Dependent clauses in English grammar are grammatical structures that consist of a subordinating conjunction followed by a subject and a predicate and that cannot function independently as complete sentences. Dependent clause is a grammatical form. Dependent clauses are either finite, meaning that the clause contains a conjugated verb functioning as a predicate, or nonfinite, meaning that the clause lacks a conjugated verb. Noun clauses, adjective clauses, and adverb clauses are the three dependent clauses in English grammar. Noun clauses, adjective clauses, and adverb clauses perform multiple functions in the English language. For example, the following italicized clauses are examples of dependent clauses:

  • The museum will send a bill to whoever damaged this statue. (noun clause)
  • Whether you will pay for the party is not even a question. (noun clause)
  • The gentleman who works at the nursery was my neighbor. (adjective clause)
  • The deli where he forgot his wallet is known for its unique salads. (adjective clause)
  • After Elizabeth gave the baby a bath, she cooked fried chicken. (adverb clause)
  • Some children cannot usually eat cookies because they are allergic to gluten. (adverb clause)

Some grammars use the terms subordinate clause for dependent clauses.
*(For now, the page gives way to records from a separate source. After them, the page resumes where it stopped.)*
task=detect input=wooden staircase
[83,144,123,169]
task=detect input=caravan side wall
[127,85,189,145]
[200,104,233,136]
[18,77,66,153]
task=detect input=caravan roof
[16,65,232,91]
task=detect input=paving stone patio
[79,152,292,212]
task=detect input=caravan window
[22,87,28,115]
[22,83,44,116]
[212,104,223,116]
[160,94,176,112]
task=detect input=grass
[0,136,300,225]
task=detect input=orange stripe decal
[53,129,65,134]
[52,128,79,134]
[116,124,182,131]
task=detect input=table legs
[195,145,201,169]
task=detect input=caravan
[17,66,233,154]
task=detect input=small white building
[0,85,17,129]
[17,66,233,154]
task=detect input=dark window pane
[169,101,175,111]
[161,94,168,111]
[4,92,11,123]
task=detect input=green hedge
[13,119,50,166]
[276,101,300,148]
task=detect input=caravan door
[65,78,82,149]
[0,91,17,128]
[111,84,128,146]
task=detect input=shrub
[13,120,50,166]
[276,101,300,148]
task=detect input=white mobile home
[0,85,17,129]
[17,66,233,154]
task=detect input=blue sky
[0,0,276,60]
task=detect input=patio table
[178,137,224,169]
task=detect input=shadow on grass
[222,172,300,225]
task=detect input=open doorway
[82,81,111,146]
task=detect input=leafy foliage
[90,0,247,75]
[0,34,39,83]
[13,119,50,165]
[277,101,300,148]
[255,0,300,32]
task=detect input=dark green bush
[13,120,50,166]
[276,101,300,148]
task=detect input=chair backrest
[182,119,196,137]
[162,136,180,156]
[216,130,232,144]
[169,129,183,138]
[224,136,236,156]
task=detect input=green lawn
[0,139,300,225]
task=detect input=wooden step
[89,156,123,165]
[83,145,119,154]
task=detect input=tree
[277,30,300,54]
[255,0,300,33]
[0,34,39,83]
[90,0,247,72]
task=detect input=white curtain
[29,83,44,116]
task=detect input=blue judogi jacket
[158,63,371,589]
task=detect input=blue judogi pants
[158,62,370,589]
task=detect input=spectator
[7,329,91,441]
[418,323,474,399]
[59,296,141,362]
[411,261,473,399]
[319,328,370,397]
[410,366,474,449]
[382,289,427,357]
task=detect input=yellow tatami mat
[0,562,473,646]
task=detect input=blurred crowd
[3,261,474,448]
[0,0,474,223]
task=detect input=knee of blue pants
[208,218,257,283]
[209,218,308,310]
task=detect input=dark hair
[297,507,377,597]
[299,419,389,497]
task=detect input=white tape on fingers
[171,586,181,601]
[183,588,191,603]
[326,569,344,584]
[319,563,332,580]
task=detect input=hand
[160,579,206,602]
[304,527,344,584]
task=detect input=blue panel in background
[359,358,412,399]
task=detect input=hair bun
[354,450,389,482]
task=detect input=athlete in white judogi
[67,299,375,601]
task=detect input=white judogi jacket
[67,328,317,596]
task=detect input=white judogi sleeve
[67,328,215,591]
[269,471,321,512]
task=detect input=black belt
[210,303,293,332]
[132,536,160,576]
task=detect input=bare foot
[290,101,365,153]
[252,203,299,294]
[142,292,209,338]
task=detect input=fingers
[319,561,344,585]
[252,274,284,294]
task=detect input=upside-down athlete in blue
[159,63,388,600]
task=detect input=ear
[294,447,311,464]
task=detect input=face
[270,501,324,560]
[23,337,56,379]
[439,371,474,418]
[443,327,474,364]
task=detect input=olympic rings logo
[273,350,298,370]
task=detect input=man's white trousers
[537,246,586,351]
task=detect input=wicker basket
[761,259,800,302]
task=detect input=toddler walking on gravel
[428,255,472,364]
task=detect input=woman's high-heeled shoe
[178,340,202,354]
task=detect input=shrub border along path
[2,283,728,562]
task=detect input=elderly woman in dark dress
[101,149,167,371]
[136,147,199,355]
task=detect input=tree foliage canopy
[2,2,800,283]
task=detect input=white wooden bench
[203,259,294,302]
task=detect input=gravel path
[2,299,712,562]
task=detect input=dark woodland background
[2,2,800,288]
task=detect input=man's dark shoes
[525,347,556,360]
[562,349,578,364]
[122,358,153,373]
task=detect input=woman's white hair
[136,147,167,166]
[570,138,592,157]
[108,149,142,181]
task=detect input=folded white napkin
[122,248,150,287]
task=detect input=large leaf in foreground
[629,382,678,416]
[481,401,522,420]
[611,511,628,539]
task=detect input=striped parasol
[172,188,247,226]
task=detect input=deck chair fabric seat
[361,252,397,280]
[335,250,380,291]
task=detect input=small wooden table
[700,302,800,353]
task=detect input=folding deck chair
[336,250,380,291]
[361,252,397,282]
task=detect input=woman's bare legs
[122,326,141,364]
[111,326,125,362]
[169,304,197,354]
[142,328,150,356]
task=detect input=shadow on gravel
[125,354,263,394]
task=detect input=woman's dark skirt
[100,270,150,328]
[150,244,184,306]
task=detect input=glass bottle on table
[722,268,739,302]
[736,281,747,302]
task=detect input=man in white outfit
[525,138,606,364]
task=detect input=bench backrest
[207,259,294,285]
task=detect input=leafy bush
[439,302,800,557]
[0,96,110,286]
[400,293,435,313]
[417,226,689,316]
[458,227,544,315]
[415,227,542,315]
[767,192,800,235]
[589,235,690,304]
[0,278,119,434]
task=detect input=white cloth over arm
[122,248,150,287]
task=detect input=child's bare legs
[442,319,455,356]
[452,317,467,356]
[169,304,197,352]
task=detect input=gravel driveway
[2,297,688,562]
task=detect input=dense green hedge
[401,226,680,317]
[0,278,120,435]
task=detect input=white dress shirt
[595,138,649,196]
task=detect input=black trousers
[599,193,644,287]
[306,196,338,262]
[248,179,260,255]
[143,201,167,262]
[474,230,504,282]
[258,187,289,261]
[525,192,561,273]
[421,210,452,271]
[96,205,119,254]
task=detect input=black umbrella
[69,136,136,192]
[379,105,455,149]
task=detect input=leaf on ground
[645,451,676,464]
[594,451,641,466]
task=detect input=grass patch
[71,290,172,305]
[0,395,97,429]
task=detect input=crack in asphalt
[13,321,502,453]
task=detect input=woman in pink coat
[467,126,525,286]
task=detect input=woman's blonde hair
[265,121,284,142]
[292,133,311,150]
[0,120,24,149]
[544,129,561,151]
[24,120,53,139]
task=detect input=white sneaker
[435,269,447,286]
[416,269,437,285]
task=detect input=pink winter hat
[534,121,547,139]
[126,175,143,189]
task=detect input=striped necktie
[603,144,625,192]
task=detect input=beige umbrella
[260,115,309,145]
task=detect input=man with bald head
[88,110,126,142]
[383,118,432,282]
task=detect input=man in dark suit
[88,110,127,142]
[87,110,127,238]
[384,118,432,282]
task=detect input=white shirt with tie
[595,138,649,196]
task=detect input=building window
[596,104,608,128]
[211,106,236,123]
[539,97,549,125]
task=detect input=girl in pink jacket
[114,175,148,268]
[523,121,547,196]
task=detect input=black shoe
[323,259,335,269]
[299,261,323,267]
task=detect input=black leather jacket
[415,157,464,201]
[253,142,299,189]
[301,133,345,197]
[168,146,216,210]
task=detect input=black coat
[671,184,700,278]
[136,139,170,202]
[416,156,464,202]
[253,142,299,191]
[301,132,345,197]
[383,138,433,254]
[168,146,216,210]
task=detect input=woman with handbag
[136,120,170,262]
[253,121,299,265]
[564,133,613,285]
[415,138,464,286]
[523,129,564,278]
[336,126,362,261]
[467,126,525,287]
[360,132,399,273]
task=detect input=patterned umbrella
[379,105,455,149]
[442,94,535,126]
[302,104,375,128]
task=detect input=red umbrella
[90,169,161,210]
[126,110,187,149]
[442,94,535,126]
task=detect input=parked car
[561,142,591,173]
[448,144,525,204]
Dependent clauses contrast with independent clauses.

Consisting of a subject and a predicate, a clause is the smallest grammatical unit that can express a complete proposition. One primary division of clauses is the distinction between independent clauses and dependent clauses.

See also Finite Clauses and Non-finite Clauses in English Grammar.

Summary

Clauses are grammatical structures that contain a subject and a predicate and the smallest grammatical unit that can express a complete proposition.

Independent clauses can function independently as complete sentences. Dependent clauses cannot function independently as complete sentences.

Independent clause and dependent clause are grammatical forms.

Independent clauses are finite, meaning that the clauses contain conjugated verbs functioning as predicates. Dependent clauses are either finite, meaning that the clause contains a conjugated verb functioning as a predicate, or nonfinite, meaning that the clause lacks a conjugated verb.

Verb clauses are the only independent clauses in English grammar. Noun clauses, adjective clauses, and adverb clauses are the three dependent clauses in English grammar.

Some grammars use the terms main clause, matrix clause, and superordinate clause for independent clauses. Some grammars use the terms subordinate clause for dependent clauses.

References

Brinton, Laurel J. & Donna M. Brinton. 2010. The linguistic structure of Modern English, 2nd edn. Amsterdam: John Benjamins Publishing Company.
Fromkin, Victoria, Robert Rodman & Nina Hyams. 2006. An introduction to language. Boston: Wadsworth Publishing.
Hopper, Paul J. 1999. A short course in grammar. New York: W. W. Norton & Company.
Huddleston, Rodney. 1984. Introduction to the grammar of English. Cambridge: Cambridge University Press.